Three different genres, but all highlight costume and karma. In fact, two of my creepy short stories feature clothing with magical properties. My female protagonists use clothing to express their inner sparkle, their complex, artistic souls.
Several male critique partners have pointed out how often I focus on what my characters are wearing. (Women readers don’t seem to mind.) And what do I wear as I write these stories? Mostly exercise gear, stuff I’d never wear outside my home unless on my way to the gym. It’s comfortable, but not creative or glamorous. Hmm—do you suppose my protagonists are trying to tell me something?

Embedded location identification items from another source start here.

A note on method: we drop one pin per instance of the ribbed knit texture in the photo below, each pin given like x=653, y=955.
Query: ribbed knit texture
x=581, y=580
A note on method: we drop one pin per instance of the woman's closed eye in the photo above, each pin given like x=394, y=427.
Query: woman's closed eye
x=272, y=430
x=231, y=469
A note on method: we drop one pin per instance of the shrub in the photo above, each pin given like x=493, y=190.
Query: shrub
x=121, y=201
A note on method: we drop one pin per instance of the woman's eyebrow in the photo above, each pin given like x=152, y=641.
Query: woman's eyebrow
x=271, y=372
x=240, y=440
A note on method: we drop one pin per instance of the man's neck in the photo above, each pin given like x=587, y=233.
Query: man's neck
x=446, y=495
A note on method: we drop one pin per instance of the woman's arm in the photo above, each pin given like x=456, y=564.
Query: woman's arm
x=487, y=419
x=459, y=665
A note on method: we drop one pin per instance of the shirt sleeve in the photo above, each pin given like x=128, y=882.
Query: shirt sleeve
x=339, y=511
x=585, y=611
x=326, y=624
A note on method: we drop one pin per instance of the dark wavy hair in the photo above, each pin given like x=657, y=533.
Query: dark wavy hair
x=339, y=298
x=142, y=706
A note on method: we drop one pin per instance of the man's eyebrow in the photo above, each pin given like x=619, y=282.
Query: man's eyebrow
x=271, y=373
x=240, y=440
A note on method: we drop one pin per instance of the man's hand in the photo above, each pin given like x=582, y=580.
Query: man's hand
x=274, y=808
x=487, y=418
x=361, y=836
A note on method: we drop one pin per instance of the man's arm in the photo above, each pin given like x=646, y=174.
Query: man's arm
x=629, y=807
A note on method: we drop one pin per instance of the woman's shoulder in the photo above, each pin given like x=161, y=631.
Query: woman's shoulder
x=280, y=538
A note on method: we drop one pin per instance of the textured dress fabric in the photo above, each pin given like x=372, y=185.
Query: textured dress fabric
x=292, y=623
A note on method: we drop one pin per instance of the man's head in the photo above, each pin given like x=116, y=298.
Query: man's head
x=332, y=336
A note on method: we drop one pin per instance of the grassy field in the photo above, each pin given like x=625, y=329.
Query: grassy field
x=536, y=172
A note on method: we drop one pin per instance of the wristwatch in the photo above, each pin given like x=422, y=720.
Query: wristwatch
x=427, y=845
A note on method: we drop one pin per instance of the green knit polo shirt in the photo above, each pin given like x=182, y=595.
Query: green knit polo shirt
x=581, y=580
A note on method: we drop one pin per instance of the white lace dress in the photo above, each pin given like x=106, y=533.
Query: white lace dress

My upbringing urged me to be modest, obedient, not to call attention to myself. I thought I was done with that nonsense, having accepted my inner applause junkie long ago. But my protagonists are pointing out a bit of self-sabotage I’d do well to notice.
And while in real life I endeavor to have faith in karma and tamp down my tendency to be judgmental, in my fiction someone nasty always gets what’s coming to him or her. If I do my job well, that comeuppance arrives in unexpected ways, but arrive it does. In real life, I’m a powerless observer; on the page, I’m an avenging fury.
I’ll bet it would take years of therapy to gain this kind of insight. Okay, writing fiction is just as time-consuming, but it’s cheaper! What have you learned about yourself from your fictional creations?